Here's another one you can add to that list of things you didn't think you'd see in your lifetime. You know the list, right? You never thought you'd witness a president actually impeached by Congress, or an election so close that the Electoral College overturned the will of the voters, or a Vice President become the most powerful man in the world. This is not a list of good things, you understand. It's simply an accounting of occurrences that everyone assumed would only happen (or happen again) after the Cubs won the World Series, the fifty-first state was added to the union, and we all drove around in our personal hovercrafts.
Well, here's the latest one: never in your wildest dreams would you have envisioned a scenario in which anyone on our side of the International Date Line cared how the people of Guam voted in a presidential primary. If you're like most Americans, you probably had no idea that Guamians (Guamanians? Guamsters?) actually participated in the presidential selection process. Actually, if you're like most Americans you probably don't know anything about Guam other than the fact that it's a Pacific island.
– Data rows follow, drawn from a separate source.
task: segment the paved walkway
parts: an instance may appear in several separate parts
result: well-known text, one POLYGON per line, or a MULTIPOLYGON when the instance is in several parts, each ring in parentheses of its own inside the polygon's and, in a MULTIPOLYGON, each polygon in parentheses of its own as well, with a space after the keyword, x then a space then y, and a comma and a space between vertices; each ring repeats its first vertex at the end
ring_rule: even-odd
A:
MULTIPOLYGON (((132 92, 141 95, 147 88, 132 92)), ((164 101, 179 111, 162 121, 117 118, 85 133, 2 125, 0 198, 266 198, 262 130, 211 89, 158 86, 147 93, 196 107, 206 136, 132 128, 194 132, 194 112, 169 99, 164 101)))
But that's how close the current Democratic race for president is this morning. In a jurisdiction far closer to Manila than Miami, a couple thousand people caucused while the rest of us slept. Four—count 'em—four delegates were at stake. And CNN actually interrupted the Saturday re-run of the Lou Dobbs Hour of Hate to tell us that Barack Obama had been projected the winner in a place so far away that (according to a friend who was once stationed there), the locals watch Tuesday Morning Football. Is this unbelievably cool or what?
But it gets better. Evidently, Obama beat Clinton in Guam by exactly seven votes. In one sense, of course, it doesn't matter. The candidates will each pick up two of the four delegates. But wait! It turns out that Obama's seven-vote margin may gain him an additional Super Delegate, since Pilar Lujan, who was concurrently elected the island's Democratic Party Chair, has said that she will support whichever candidate receives the majority of the caucus vote. Can you say "recount"?
I know there's a lot at stake here, but it's still fun to take a step back every now and then and reflect on how amazing this primary season has been. If Indiana and North Carolina don't settle things on Tuesday, the final result may come down to yet another island that rarely receives political attention on the mainland. Puerto Rico votes on June 7.